The other warriors, though not so overcome, were also deathly pale, their breath coming in ragged, shallow gasps, the hands gripping their weapons slick with a cold, clammy sweat. They forced themselves to look away from the depths of the rift, for each glance felt as if a myriad of malevolent eyes stared back, seeking to drag their very souls into an endless, suffocating darkness.
Xuanyuan Hao's face was a mask of grim resolve, yet a coldness unlike any he had ever known had settled deep in his heart, a core of ice in the abyss of his stomach. He, too, could not truly identify this horrific fissure or the grotesque, writhing appendages, but he could sense, with a clarity that chilled him to the bone, an aura of pure, unadulterated evil and destructive will emanating from that ever-widening tear in reality – an evil far transcending any beast he had ever faced, an evil that made even the most ferocious primordial horrors of tribal legend seem like mere nuisances. This was no power of the mortal realm. This was… something else. Something that could make even the high gods of myth blanch in terror. Something from beyond the known world, an entity that harbored the deepest, most absolute malice towards all living things in this realm. He could even feel, with each ragged breath, that he was inhaling that icy, malevolent aura, and the very qi, the life force within his veins, seemed to grow sluggish, to falter under its oppressive weight.
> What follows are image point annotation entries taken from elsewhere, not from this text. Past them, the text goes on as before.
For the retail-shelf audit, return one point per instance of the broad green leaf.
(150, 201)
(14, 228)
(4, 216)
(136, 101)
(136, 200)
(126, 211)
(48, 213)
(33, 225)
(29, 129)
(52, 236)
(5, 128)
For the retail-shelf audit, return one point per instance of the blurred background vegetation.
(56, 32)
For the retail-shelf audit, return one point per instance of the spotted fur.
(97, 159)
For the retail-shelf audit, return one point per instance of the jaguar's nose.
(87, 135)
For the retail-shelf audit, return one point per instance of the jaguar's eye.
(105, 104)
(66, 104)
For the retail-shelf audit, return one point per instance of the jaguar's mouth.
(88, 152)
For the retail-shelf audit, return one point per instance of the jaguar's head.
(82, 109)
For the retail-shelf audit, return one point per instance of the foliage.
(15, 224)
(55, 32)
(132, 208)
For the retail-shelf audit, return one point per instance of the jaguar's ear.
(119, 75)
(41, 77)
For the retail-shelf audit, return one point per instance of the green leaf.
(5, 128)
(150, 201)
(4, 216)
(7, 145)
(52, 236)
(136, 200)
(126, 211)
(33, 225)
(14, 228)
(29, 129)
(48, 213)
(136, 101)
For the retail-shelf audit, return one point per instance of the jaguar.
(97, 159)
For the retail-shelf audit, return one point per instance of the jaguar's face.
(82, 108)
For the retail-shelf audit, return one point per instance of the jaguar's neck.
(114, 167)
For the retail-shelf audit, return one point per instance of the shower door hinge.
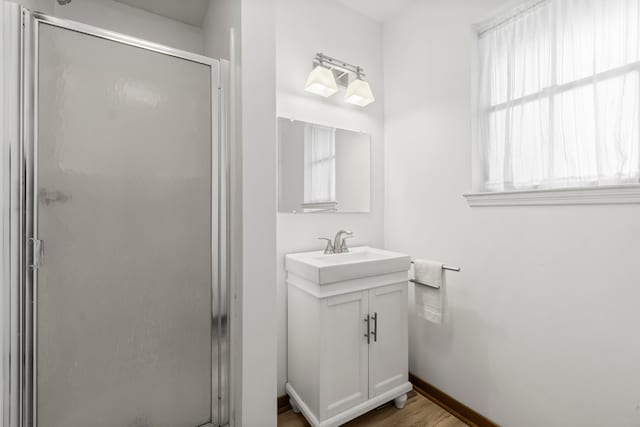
(38, 252)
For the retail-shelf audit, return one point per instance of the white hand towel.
(430, 302)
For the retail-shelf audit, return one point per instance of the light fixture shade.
(359, 93)
(321, 82)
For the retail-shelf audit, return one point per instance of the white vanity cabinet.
(347, 345)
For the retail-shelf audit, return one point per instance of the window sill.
(603, 195)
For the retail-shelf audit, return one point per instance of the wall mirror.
(322, 169)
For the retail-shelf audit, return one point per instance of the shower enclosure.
(115, 301)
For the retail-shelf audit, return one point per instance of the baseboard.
(283, 404)
(437, 396)
(451, 405)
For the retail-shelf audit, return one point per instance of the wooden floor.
(418, 412)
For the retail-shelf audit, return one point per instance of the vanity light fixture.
(359, 92)
(321, 82)
(329, 73)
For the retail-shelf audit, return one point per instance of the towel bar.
(424, 284)
(445, 267)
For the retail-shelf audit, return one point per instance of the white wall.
(119, 17)
(544, 316)
(305, 27)
(258, 68)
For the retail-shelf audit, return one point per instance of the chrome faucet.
(340, 243)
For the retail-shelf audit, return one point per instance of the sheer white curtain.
(319, 164)
(559, 95)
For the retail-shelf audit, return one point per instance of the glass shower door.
(124, 225)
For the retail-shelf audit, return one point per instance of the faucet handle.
(344, 247)
(329, 249)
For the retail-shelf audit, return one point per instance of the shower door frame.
(21, 336)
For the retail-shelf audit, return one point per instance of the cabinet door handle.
(368, 333)
(375, 327)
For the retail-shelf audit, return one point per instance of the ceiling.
(190, 12)
(378, 10)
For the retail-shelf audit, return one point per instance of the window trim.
(596, 195)
(478, 196)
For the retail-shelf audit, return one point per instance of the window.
(319, 166)
(559, 96)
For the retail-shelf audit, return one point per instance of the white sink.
(357, 263)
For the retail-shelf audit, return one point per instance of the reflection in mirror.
(322, 169)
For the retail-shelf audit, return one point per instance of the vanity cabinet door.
(388, 351)
(344, 364)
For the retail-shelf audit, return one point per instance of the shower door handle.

"Quickly! With every rock we can find! With the great timbers used to brace the cave! With anything, everything solid! Block that unholy abyss! Seal it shut, now!" Xuanyuan Hao's voice, raw with a desperate urgency, with an unbridled fury, and an unprecedented sense of all-consuming crisis, was hoarse, almost a snarl. He had no time now to ponder how this terrifying spatial tear had formed, no time to consider if the unconscious outsider, Steven, was directly responsible for this sudden, overwhelming catastrophe. The only thing that mattered, the only thing they could possibly do, was to stop that… thing, or those things, from fully emerging from that accursed rift, and to do it at any cost. Otherwise, the entire Feng clan – no, not just the Feng clan, but the whole of the Kunlun Mountain region, perhaps the entire world – would be utterly annihilated, transformed into a barren, lifeless wasteland under the onslaught of this unknown, abyssal horror from beyond the stars.